Mrs Teo was responding to several Members of Parliament, who had posed the issue of job competition between Singaporeans and work pass holders.

She pointed out that work pass policies have been regularly adjusted, slowing down the growth of Employment Pass and S Pass holders.

With COVID-19, the number of Employment Pass and S Pass holders have also come down sharply, she said, adding that this group of workers dropped by 22,000 between January and July this year.

Highest rate level of unemployment in a decade

Singapore’s overall unemployment rate has risen to its highest level in more than a decade, with retrenchments more than doubling because of the COVID-19 pandemic.

In the second quarter, retrenchments more than doubled to 6,700, from 3,220 in the previous quarter.

Mrs Teo said that MOM actively monitors retrenchment exercises, and that the vast majority have so far been conducted fairly and responsibly.

“By and large, there has also not been a weakening of the Singaporean core,” she said.

Nevertheless, these “reassuring observations”, said Mrs Teo, MOM will work with businesses and unions to “advance sound practices” – such as by updating the Tripartite Advisory on Managing Excess Manpower and Responsible Retrenchment, or through the Fair Retrenchment Framework proposed by the National Trades Union Congress (NTUC).

Eases measures

Singapore eases measures and allows some trips.

Singapore’s government eases border measures and from next September 1 will allow travel to Brunei and New Zealand.

From September 1, Singapore eases its measures and will allow general trips to Brunei and New Zealand, including those students studying abroad.

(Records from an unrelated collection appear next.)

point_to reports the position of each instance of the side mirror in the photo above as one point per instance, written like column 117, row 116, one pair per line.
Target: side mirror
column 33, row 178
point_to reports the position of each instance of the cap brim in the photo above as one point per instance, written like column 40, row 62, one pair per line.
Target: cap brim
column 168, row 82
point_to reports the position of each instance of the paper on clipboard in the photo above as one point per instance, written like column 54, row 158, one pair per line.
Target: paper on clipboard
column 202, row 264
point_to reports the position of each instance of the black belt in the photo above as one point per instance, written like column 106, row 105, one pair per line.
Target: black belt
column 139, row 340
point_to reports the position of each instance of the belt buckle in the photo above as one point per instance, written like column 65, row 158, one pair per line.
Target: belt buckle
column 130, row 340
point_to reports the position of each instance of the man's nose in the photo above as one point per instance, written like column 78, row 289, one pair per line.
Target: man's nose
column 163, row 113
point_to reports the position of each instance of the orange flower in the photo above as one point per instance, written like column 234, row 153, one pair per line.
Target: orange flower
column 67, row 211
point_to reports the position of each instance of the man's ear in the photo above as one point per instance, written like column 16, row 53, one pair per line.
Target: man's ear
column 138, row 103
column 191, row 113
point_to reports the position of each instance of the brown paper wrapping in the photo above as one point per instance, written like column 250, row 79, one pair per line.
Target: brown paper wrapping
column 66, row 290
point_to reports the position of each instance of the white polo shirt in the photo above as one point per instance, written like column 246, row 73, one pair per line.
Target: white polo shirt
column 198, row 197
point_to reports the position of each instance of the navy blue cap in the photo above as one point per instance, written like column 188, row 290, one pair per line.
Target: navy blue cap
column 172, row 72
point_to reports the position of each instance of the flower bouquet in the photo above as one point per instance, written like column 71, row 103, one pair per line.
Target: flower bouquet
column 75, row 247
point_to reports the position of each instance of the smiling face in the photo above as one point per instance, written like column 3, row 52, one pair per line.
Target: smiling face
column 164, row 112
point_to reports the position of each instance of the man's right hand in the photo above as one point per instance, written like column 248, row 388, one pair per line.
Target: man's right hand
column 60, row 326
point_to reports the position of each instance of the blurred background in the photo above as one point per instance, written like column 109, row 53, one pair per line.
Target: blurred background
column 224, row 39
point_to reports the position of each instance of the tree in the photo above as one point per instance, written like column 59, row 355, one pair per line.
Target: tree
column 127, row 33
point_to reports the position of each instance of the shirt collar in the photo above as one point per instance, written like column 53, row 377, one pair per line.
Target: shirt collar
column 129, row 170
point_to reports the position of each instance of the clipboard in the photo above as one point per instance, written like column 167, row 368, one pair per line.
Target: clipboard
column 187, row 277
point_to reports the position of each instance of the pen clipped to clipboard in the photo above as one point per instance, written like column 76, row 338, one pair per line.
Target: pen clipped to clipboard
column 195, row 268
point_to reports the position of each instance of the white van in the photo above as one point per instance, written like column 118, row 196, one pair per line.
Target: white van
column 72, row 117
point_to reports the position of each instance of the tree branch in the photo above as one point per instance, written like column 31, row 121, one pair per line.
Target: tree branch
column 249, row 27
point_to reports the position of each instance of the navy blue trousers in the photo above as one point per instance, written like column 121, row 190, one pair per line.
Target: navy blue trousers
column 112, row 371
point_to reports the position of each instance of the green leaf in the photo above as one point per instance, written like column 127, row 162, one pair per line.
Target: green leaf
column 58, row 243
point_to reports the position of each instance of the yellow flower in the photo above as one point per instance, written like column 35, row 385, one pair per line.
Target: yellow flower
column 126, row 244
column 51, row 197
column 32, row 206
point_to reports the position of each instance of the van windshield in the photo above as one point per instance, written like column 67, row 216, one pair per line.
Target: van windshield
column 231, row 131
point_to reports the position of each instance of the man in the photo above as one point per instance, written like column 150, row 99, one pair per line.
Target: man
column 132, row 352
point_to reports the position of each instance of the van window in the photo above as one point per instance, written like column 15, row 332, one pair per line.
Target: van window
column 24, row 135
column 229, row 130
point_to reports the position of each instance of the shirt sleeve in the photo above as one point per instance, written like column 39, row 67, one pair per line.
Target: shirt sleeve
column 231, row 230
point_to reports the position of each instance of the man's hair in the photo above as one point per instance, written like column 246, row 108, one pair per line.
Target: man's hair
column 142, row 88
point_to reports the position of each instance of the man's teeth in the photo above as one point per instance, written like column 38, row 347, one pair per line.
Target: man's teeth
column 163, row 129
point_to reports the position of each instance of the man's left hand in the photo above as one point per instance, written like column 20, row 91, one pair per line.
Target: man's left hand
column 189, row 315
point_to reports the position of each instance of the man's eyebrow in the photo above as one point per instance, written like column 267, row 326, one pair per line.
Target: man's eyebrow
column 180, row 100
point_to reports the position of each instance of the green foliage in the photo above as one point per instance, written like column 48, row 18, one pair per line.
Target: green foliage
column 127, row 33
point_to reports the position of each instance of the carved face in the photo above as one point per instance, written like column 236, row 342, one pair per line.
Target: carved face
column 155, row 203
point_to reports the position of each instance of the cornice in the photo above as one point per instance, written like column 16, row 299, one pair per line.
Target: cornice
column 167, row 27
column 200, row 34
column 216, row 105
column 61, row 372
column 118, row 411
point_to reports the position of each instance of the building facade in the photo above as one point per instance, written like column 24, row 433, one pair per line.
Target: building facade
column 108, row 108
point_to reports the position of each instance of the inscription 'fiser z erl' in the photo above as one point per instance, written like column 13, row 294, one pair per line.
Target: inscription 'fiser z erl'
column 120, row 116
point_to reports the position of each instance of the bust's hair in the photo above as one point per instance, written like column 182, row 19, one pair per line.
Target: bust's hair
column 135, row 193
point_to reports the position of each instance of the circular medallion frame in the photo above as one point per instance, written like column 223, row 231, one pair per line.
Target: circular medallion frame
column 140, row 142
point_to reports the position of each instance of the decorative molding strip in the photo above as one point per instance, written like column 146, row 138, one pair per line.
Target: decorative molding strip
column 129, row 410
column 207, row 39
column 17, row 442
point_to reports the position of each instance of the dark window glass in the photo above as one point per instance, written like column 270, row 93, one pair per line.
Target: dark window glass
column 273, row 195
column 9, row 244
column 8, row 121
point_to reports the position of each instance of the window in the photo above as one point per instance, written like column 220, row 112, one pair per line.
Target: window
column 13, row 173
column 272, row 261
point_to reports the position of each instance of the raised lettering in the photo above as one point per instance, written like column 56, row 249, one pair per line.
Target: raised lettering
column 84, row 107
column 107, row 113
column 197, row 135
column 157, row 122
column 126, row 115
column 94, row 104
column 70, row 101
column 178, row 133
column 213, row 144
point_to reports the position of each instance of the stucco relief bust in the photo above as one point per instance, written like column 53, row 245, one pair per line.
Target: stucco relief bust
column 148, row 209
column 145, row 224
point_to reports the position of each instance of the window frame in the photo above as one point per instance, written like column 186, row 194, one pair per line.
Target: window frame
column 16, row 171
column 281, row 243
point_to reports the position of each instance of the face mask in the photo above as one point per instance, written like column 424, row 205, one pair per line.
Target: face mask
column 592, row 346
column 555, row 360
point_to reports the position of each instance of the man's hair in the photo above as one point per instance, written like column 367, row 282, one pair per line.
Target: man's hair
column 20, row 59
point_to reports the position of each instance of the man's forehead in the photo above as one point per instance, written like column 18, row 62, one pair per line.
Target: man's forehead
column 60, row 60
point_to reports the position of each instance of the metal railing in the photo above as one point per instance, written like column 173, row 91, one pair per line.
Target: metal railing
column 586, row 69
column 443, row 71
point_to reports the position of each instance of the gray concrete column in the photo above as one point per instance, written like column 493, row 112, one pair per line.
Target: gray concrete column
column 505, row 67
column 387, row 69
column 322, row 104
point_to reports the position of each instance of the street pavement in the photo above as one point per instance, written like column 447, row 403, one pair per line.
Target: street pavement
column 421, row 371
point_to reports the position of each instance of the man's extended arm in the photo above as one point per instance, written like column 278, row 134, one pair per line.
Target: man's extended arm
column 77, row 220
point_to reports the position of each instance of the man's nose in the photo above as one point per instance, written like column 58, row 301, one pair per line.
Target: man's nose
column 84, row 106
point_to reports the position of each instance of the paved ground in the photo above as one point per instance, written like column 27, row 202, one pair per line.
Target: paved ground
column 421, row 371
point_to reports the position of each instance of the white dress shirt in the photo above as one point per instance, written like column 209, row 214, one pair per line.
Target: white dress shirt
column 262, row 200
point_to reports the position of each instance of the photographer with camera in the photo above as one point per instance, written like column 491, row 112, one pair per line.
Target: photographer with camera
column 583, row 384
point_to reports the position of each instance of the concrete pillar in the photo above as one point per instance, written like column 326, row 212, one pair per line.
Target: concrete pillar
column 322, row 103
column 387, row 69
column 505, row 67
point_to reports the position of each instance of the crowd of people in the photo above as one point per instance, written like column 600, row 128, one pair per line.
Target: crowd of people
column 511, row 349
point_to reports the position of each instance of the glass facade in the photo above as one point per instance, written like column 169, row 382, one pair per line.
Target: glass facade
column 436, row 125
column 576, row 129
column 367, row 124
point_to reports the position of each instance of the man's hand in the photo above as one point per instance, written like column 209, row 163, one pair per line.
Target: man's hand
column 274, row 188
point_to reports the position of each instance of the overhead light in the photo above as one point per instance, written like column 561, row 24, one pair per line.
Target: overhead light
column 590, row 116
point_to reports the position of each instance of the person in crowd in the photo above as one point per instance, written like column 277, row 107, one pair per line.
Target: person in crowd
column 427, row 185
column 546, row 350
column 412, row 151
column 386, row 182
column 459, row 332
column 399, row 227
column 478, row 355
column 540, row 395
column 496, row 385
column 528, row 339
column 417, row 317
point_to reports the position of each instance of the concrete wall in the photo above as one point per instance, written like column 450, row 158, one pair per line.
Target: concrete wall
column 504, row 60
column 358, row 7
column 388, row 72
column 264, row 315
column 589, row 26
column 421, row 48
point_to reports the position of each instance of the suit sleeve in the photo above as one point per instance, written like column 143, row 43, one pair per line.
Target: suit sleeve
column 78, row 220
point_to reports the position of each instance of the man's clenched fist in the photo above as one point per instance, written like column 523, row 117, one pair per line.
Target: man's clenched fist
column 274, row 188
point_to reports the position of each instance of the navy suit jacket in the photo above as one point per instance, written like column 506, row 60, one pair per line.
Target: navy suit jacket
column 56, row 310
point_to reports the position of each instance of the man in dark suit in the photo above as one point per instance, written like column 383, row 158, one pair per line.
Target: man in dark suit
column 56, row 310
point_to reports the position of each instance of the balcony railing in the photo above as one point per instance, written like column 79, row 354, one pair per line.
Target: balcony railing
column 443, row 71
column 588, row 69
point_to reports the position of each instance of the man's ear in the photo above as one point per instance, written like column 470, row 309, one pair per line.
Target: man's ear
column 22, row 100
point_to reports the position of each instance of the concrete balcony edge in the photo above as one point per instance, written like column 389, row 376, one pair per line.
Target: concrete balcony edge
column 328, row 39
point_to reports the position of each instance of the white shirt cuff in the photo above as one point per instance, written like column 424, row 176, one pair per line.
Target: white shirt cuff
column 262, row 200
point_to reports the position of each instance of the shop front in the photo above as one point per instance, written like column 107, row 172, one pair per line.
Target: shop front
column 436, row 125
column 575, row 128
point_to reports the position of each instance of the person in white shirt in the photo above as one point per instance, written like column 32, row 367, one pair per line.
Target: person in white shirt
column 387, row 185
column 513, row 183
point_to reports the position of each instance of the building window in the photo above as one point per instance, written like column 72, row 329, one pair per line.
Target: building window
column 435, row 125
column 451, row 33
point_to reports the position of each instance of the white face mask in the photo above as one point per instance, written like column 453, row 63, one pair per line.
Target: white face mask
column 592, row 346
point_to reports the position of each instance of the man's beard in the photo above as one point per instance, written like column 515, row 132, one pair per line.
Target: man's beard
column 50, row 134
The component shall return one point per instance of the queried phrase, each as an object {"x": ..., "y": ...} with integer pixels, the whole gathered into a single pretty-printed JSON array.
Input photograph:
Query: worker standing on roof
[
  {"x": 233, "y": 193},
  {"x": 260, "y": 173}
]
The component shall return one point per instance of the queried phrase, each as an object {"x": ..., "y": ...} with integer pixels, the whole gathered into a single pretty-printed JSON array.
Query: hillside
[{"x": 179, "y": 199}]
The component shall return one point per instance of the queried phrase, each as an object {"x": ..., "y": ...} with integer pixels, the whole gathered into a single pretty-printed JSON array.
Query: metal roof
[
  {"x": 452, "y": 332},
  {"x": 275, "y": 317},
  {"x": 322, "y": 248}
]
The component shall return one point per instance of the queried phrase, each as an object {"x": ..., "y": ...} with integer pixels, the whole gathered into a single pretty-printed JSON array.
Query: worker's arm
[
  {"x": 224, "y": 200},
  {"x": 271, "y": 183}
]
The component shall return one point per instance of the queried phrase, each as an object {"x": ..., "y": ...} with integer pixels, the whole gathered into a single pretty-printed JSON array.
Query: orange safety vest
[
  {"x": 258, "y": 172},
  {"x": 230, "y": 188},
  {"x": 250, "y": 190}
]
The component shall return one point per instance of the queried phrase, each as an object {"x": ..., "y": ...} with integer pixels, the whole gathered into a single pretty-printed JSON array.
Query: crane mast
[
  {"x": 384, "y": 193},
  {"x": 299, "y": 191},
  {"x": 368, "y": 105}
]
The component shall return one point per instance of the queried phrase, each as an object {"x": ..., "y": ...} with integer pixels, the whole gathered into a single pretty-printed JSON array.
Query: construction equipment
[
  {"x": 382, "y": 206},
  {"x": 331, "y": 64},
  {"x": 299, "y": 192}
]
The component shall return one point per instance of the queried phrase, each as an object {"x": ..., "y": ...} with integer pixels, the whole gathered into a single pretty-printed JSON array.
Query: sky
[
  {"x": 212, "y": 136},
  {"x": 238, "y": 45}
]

Likewise, Singapore relaxes its controls, so visitors from Brunei or New Zealand, who have stayed in the country for 14 days before their visit, don’t have to deliver a stay-at-home notice when arriving Singapore.

Instead, they will undergo a Covid-19 test in the airport, and will be allowed to continue their activities in Singapore after receiving a negative result.

About eases students’ permission

Minister Lawrence Wong said “Many foreign institutions are resuming terms and we know there are Singaporean students that have to go back to class”.

Wong also noted that the Covid-19 situation remains highly fluid and that Singapore eases its border control measures based on its constant evaluation of data.